What the one rep max calculator does
The one rep max calculator estimates the heaviest weight you could lift for a single repetition, based on a set you have already done. Instead of risking a true maximal attempt, you enter a submaximal set — say 225 lb for 5 reps — and the tool predicts your 1RM using the two most established equations, Epley and Brzycki. It then builds a percentage table so you can program your training loads without re-testing.
The two formulas
Epley: 1RM = weight × (1 + reps ÷ 30)
Brzycki: 1RM = weight × 36 ÷ (37 − reps)
Both were derived from real lifting data and agree closely at low rep counts. Epley drifts slightly higher as reps increase; Brzycki slightly lower. For a 5-rep set they typically land within a couple of percent of each other, which is why averaging them — as the headline number here does — is a sensible, balanced estimate.
Why fewer reps means a better estimate
These formulas were built from heavy, low-rep sets, so they are most accurate from about 2 to 8 reps. Once you go beyond 10 reps, muscular endurance starts to dominate over pure strength, and the prediction gets shaky — a person who can do 20 reps at a given weight might have a very different true max than the formula suggests. For the most reliable estimate, test with a hard set of 3 to 5 reps.

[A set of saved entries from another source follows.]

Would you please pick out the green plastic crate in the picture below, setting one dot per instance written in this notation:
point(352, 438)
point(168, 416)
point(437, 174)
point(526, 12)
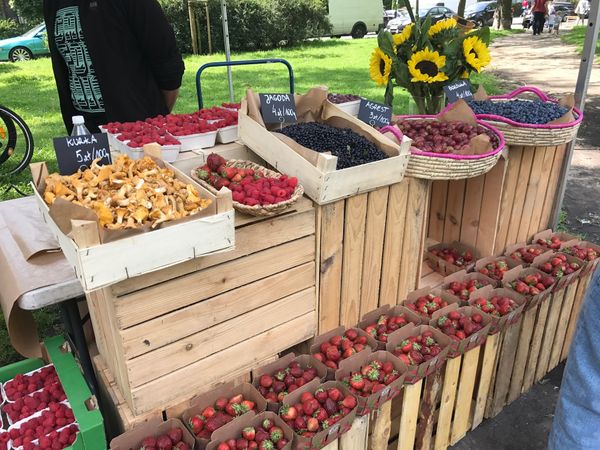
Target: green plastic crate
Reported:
point(88, 416)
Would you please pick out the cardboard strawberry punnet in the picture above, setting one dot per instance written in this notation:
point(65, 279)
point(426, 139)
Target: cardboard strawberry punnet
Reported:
point(498, 323)
point(381, 317)
point(329, 434)
point(457, 348)
point(250, 424)
point(419, 371)
point(282, 365)
point(518, 273)
point(226, 391)
point(362, 359)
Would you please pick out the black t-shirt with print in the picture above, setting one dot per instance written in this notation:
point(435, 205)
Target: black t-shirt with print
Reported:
point(111, 58)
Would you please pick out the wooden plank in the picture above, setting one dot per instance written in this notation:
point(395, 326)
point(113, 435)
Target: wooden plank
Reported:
point(534, 225)
point(512, 236)
point(166, 329)
point(232, 362)
point(442, 435)
point(381, 421)
point(505, 367)
point(577, 304)
point(464, 398)
point(516, 381)
point(454, 210)
point(490, 209)
point(535, 176)
point(330, 280)
point(392, 246)
point(437, 210)
point(536, 344)
point(152, 302)
point(431, 391)
point(490, 351)
point(470, 218)
point(553, 314)
point(356, 438)
point(410, 411)
point(510, 186)
point(354, 246)
point(273, 231)
point(563, 322)
point(373, 254)
point(216, 339)
point(413, 227)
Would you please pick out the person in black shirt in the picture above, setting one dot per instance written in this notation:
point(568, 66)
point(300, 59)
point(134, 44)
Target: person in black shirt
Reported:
point(113, 60)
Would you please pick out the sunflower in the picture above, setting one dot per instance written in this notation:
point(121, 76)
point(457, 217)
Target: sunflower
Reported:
point(442, 25)
point(425, 66)
point(404, 35)
point(476, 53)
point(380, 67)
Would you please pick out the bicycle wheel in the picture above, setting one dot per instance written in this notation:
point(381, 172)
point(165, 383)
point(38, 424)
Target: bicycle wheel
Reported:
point(16, 143)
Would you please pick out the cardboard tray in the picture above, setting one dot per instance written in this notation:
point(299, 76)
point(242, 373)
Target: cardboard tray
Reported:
point(304, 361)
point(457, 348)
point(397, 310)
point(499, 323)
point(415, 373)
point(443, 267)
point(101, 265)
point(322, 182)
point(227, 390)
point(374, 401)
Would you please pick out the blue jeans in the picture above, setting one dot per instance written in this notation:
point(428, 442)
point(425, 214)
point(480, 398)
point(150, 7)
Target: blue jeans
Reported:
point(577, 418)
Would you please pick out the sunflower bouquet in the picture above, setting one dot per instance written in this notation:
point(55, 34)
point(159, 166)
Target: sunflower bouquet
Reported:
point(424, 57)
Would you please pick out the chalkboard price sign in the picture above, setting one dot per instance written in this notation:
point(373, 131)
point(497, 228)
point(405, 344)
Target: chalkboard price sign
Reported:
point(457, 90)
point(78, 152)
point(375, 114)
point(278, 108)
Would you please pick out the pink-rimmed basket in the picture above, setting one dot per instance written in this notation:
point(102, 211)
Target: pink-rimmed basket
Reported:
point(533, 135)
point(448, 166)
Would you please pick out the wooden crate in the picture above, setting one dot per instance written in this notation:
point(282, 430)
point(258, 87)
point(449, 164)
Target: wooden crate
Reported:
point(370, 249)
point(507, 205)
point(169, 334)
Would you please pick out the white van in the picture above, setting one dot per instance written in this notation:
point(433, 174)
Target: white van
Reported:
point(355, 17)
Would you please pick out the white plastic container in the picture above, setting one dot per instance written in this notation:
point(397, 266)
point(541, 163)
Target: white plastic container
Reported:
point(228, 134)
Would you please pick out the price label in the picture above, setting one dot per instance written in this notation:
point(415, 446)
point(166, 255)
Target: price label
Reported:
point(75, 153)
point(457, 90)
point(278, 108)
point(375, 114)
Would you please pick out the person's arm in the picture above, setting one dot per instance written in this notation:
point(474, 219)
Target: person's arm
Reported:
point(157, 41)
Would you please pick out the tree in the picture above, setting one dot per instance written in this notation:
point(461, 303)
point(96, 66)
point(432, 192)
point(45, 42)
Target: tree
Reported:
point(29, 10)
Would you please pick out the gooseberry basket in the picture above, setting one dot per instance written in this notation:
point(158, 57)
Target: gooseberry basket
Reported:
point(448, 166)
point(547, 135)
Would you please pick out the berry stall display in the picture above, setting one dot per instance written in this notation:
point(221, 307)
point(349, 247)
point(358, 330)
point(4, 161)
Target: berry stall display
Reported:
point(351, 148)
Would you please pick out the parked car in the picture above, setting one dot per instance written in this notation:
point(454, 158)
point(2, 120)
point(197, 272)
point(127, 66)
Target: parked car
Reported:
point(481, 13)
point(26, 46)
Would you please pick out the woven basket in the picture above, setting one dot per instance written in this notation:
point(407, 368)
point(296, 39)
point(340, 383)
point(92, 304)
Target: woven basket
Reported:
point(533, 135)
point(435, 166)
point(258, 210)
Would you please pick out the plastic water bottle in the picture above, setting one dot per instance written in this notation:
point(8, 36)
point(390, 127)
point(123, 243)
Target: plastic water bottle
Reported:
point(79, 128)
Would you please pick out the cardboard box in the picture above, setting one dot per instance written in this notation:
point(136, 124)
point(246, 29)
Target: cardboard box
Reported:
point(324, 437)
point(457, 348)
point(498, 323)
point(361, 359)
point(415, 373)
point(233, 430)
point(373, 316)
point(227, 390)
point(442, 266)
point(132, 439)
point(270, 369)
point(340, 331)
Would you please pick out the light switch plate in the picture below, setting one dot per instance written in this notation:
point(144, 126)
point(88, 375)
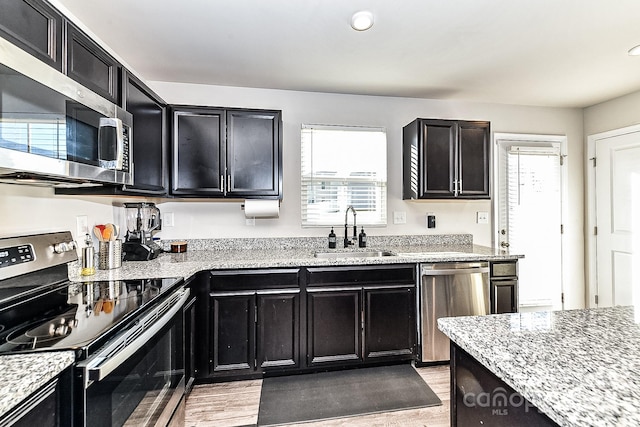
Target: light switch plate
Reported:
point(82, 226)
point(399, 217)
point(168, 219)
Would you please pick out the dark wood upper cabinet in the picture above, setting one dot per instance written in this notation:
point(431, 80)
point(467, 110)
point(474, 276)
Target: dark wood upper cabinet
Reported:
point(150, 138)
point(35, 27)
point(233, 153)
point(253, 153)
point(198, 152)
point(446, 159)
point(92, 66)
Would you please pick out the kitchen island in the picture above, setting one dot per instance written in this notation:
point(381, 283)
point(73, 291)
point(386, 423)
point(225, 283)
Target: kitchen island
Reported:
point(578, 367)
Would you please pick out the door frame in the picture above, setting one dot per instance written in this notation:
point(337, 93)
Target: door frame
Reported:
point(591, 257)
point(564, 188)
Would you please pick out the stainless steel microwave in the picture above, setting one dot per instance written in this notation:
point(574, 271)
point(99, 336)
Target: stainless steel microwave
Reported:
point(54, 131)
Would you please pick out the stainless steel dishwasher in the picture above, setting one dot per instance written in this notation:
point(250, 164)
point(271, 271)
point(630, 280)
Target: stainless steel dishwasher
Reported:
point(446, 290)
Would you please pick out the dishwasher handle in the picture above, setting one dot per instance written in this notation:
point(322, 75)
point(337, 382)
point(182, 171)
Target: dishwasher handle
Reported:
point(453, 269)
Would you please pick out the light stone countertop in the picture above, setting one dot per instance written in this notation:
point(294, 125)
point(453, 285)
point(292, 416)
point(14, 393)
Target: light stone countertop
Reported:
point(274, 253)
point(579, 367)
point(23, 374)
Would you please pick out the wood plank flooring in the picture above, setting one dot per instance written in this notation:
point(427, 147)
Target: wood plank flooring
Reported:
point(236, 404)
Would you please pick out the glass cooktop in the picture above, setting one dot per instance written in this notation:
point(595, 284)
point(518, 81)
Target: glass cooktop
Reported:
point(75, 315)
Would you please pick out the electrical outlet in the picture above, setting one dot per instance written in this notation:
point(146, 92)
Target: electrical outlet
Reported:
point(82, 226)
point(168, 219)
point(482, 217)
point(431, 220)
point(399, 217)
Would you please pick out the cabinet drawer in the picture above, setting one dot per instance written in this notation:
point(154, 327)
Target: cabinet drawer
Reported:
point(253, 279)
point(397, 274)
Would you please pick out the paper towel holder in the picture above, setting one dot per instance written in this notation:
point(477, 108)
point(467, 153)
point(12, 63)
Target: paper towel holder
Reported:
point(261, 208)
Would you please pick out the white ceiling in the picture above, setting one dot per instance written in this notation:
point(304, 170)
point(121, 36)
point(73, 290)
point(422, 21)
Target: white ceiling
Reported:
point(565, 53)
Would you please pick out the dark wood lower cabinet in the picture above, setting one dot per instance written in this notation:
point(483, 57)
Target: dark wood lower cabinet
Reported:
point(278, 330)
point(334, 326)
point(390, 323)
point(233, 332)
point(251, 323)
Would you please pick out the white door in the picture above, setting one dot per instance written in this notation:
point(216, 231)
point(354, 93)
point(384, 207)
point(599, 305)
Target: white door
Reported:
point(529, 217)
point(617, 163)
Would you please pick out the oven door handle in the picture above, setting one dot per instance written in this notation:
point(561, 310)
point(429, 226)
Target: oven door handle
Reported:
point(102, 364)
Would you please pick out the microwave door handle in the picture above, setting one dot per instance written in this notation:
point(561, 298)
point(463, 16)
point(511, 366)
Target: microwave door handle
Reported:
point(102, 364)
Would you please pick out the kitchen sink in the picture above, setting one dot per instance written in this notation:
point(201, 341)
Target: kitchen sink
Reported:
point(358, 254)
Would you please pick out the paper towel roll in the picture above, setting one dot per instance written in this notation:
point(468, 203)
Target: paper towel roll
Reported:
point(255, 208)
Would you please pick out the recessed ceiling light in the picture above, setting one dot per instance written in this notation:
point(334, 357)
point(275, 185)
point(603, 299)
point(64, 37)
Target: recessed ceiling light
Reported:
point(361, 21)
point(634, 51)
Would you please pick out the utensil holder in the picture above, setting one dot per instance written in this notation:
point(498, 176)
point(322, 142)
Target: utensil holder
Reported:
point(110, 255)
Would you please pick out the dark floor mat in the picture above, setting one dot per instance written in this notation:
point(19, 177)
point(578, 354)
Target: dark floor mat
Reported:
point(325, 395)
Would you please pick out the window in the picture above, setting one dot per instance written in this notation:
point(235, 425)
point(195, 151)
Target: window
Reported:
point(341, 167)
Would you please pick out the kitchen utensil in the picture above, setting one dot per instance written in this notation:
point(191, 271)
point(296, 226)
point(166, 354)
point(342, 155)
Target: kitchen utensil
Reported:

How to use the percentage table
Strength programs almost always prescribe load as a percentage of 1RM: maybe 5×5 at 80%, or a heavy single at 95%, or speed work at 60%. The table converts your estimated max into actual working weights at every 5% step, with rough rep guidance alongside. That lets you run programs like 5/3/1, Starting Strength progressions or any percentage-based block straight from your estimate.
Strength standards in perspective
One-rep maxes are personal, but rough benchmarks help. A common intermediate goal for the "big three" lifts is a bodyweight bench press, 1.5× bodyweight squat and 2× bodyweight deadlift, though these vary widely by sex, age, limb length and training history. Progress matters far more than comparison — track your estimated 1RM over months and aim for a steady upward trend.
Train safely
Estimating beats max-testing for most people, especially beginners. When you do lift heavy, use proper warm-up sets, sound technique and a spotter or safety pins for bench and squat. If a rep grinds to a stop or your form breaks, that rep does not count toward a clean estimate. Pair strength work with adequate protein — see the protein calculator — and enough calories to recover, via the calorie calculator.